A permanent attachment with structural steel is the safest option, especially during stormy conditions. Situating the solar arrays atop parking areas as an upper deck canopy allows green spaces to remain intact and provides tenants with the added benefit of covered parking during inclement weather. Covered parking also reduces snow removal efforts and the use of salt and chemicals, further protecting the surrounding ecosystem, and keeps tenant vehicles protected from the elements.
The upper deck canopy enhances storm water management efforts, allowing rainwater to be harvested more efficiently. The array can be strategically angled to direct the water from rain and melting snow into a gasketing system installed around the periphery. Water is then funneled directly into the storm water management system rather than dripping between the panels of the array onto commuters and their cars. Water can be stored in a cistern system and treated to be used on site for landscaping needs, factoring into the building’s overall storm water management strategy.
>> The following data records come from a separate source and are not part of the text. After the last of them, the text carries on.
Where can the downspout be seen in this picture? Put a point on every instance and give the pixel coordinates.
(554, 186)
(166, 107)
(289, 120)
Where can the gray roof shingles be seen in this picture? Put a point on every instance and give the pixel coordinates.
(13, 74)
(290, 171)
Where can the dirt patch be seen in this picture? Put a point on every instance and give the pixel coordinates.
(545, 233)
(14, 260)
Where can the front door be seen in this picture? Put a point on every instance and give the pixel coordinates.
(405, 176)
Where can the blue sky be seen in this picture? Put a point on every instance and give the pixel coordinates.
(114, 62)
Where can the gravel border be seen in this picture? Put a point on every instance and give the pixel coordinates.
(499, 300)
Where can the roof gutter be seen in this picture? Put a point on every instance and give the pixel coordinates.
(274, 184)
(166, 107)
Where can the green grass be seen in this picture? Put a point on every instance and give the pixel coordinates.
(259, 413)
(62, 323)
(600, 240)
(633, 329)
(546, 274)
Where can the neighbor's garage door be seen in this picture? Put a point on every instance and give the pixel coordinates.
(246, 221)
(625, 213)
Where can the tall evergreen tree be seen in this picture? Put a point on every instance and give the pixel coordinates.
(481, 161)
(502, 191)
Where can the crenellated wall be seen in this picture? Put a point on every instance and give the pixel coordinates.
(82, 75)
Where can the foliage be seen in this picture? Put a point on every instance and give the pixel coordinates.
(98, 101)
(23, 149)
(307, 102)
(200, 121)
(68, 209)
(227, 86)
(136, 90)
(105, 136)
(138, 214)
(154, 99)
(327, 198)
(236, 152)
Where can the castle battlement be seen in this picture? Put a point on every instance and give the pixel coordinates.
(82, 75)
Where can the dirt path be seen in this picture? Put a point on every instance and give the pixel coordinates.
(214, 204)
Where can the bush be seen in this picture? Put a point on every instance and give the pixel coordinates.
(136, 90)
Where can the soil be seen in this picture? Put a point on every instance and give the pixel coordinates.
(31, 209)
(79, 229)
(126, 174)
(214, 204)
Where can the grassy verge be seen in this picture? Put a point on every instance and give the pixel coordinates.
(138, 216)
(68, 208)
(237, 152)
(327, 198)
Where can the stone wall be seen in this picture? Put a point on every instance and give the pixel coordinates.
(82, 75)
After installation, each array is commissioned and checked to assure it is running as efficiently as planned. Monitors built into each array report performance on an hourly basis via a dashboard and immediately detect any malfunctions. The inclusion of optimizing equipment can remotely fix most problems. On the rare occasion a panel on the array needs replacement, staff electricians can easily and quickly replace it. Since even miniscule scratches can affect module operation, maintenance should be limited to necessary repairs only. The arrays themselves are essentially self-cleaning; rainwater is sufficient for keeping them clean.
Arrays are designed to withstand extreme cold temperatures, strong winds, and heavy snow pack. During a typical New England winter, the design is such that snow does not linger long. The deep blue-black color of the array, combined with the power of sunlight, gathers heat to efficiently melt the snow. A very harsh winter with little sunlight will, of course, reduce energy production.